Gold has had an almost universal presence in the history of most societies as a symbol of wealth. It has also been regarded as one of the most trusted types of currencies, generally considered to be lacking the risks associated with paper money and other abstract currencies. In China and Hong Kong, gold has been a key element of traditional culture, its colour and symbols being widely represented as general signs of prosperity and good fortune. The major current market of golden jewelry in Hong Kong, catering increasingly to shoppers from the expanding Mainland Chinese middle class, is significant enough to influence general economic parameters, as seen in recent years.
The title of the show translates a Chinese idiom: 眾口鑠金. Having a moral dimension, it can be rendered as ‘clamour can melt gold,’ meaning that the voices of many people can confuse right with wrong. Legend has it that Sun Yat-sen used it regarding something being struck down by the majority. The exhibition presents two overlapping narratives. One addresses the gold market and the social representation of the value of gold. The other confronts the audience with the social complexities in the geographies related to the extraction of gold. The violence and inequalities associated with gold mining are often forgotten or overlooked in the markets of its consumption.
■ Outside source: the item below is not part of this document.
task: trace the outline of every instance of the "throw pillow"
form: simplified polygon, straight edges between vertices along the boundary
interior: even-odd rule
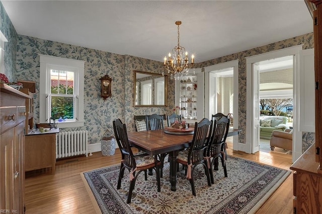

For the exhibition, Sarah Lai (b. 1983, Hong Kong) produced a new commission responding to the choreographed politics of representation in high-end jewellery advertisements. Her observations on the relationship between depicted object and gesture, flesh out centuries-old notions of value and the anxieties of consumption in today’s democratization of luxury. Shown closely to her work is an authentic late 17th century Mongolian sculpture from the School of Zanabazar. The golden figure is characteristic of a style depicting various Buddhist subjects, which has been highlighted by art historians as showing a high degree of individual artistry. It has contributed to the domestic adoration of golden statues and to the proliferation of Buddhism.
In radical contrast to this, the show includes a significant body of work by Alfredo Jaar (b. 1956, Chile/US) on Serra Pelada, an open cast gold mine in northeastern Brazil. The artist visited it in the mid-1980s and subsequently produced works that translate the inherent paradox between the high prices of gold in the global market and the abject and primitive conditions around its extraction. Through a different aesthetic and speaking from another geographical standpoint, Prabhakar Pachpute’s (b. 1986, India) newly commissioned drawings also depict mining, as well as the forces of capital and human costs involved. His distinctive iconography of charcoal figures also questions the mining’s impact on the landscape.
Another segment of the exhibition revolves around the real and metaphoric value of gold. It features a seminal 1970s piece by Marcel Broodthaers (1924–76, Belgium) from his Musée d’Art Moderne, which challenges the logics of the market by resignifying the value of gold bars in relation to the price of canonical Western artists and global trade commodities. Echoing Broodthaers’ critique and playfulness with gold as a signifier of wealth are the sculptural pieces by Danh Vō (b. 1975, Vietnam/Denmark) and He Xiangyu (b. 1986, China) respectively, who apply gold to consumer goods and basic groceries.
In the case of Kwan Sheung Chi (b. 1980, Hong Kong) & Wong Wai Yin’s (b. 1981, Hong Kong) project on display, institutional critique, or rather the critique of institutions—to the economy to the government etc. – also uses the value of gold but simultaneously brings about a moral question regarding Hong Kong’s current vulnerable citizenry. In an intimate space towards the gallery’s exit, visitors are drawn to the documentation of a performance by Regina Jose Galindo (b. 1974, Guatemala), strongly questioning the historical looting by European colonial powers of the wealth accumulated by pre-Columbian societies in the Americas. Although carried out by a single body, that of the artist herself, it carries the historical weight and exploitation of an entire continent that for centuries has accompanied the extraction of gold.